Well it has been some time again since I last posted and really nothing I could do about that. Between being really REALLY busy and the fact of having no internet for days, it made it so I could not post.
So I made the move with a lot of people thinking I was not going to go through with it. I now live in the great state of Wisconsin. The days before the move were very emotional and the attachments I had to some people really hurt to say good-bye. I to this day still call my friends regularly as it’s still and adjustment up here. I had saved up around a month and half of money and still used it all when going to Wisconsin. I got all my stuff in the truck and tears started hitting my eyes, a lot was going through my head, as I loved this girl in Wisconsin but could I really give everything up in Iowa. Well After saying goodbye to all my friends and many tears later I was off.

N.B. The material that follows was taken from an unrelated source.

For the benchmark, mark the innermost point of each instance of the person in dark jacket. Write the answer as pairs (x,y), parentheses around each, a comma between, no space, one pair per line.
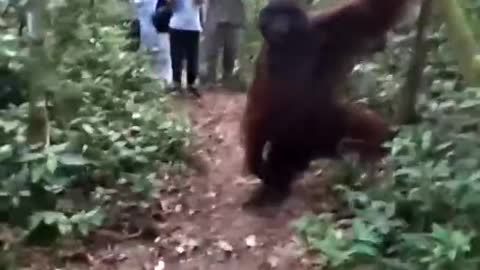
(225,21)
(185,28)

After getting up there and hanging with Teisha constantly I knew we were doing good. We really had to figure out and still are figuring out how everything is going to work with money and such. We have had a lot of obstacles in our way including cable and internet not getting hooked up forever. Through thick and thin we are still doing pretty well. I have a lot of adjusting to do as I have my nursery set up but really have not been in there too much. It’s a part of me that needs to adjust to be happy and I am getting there it is just taking time.
Really a funny part to this whole event is how grown up I really have been acting. I have been really putting forth my adult side more so than baby side right now for some reason. I am confused myself but it will all fall into place soon. I got the xfer at my new job and they love me there, I tend to work very hard when I am at a job, sometimes to the point of working to hard. Right now I am taking it one day at a time and a lot of stuff is happening. Teish and I are starting a babysitting service for adult babies and I want to start my clothing line if I can find the right people. Right now the hardest part for me being in Wisconsin is missing the people I left. The thing about it is though, I will get to hang with them soon and probably will make lots of trips back just because of the connection I have with my friends and family and I really don’t want to lose that.
As far as friends go up here, I have some work friends and then I have 1 outside friend so far and am still just adjusting and trying to figure Teish and I out. Well that’s pretty much my update for now I have so much going through my mind its crazy but since people have not got to see pictures of stuff lately I am going to flood this post with some for ya.
Take care and always remember 1 day at a time.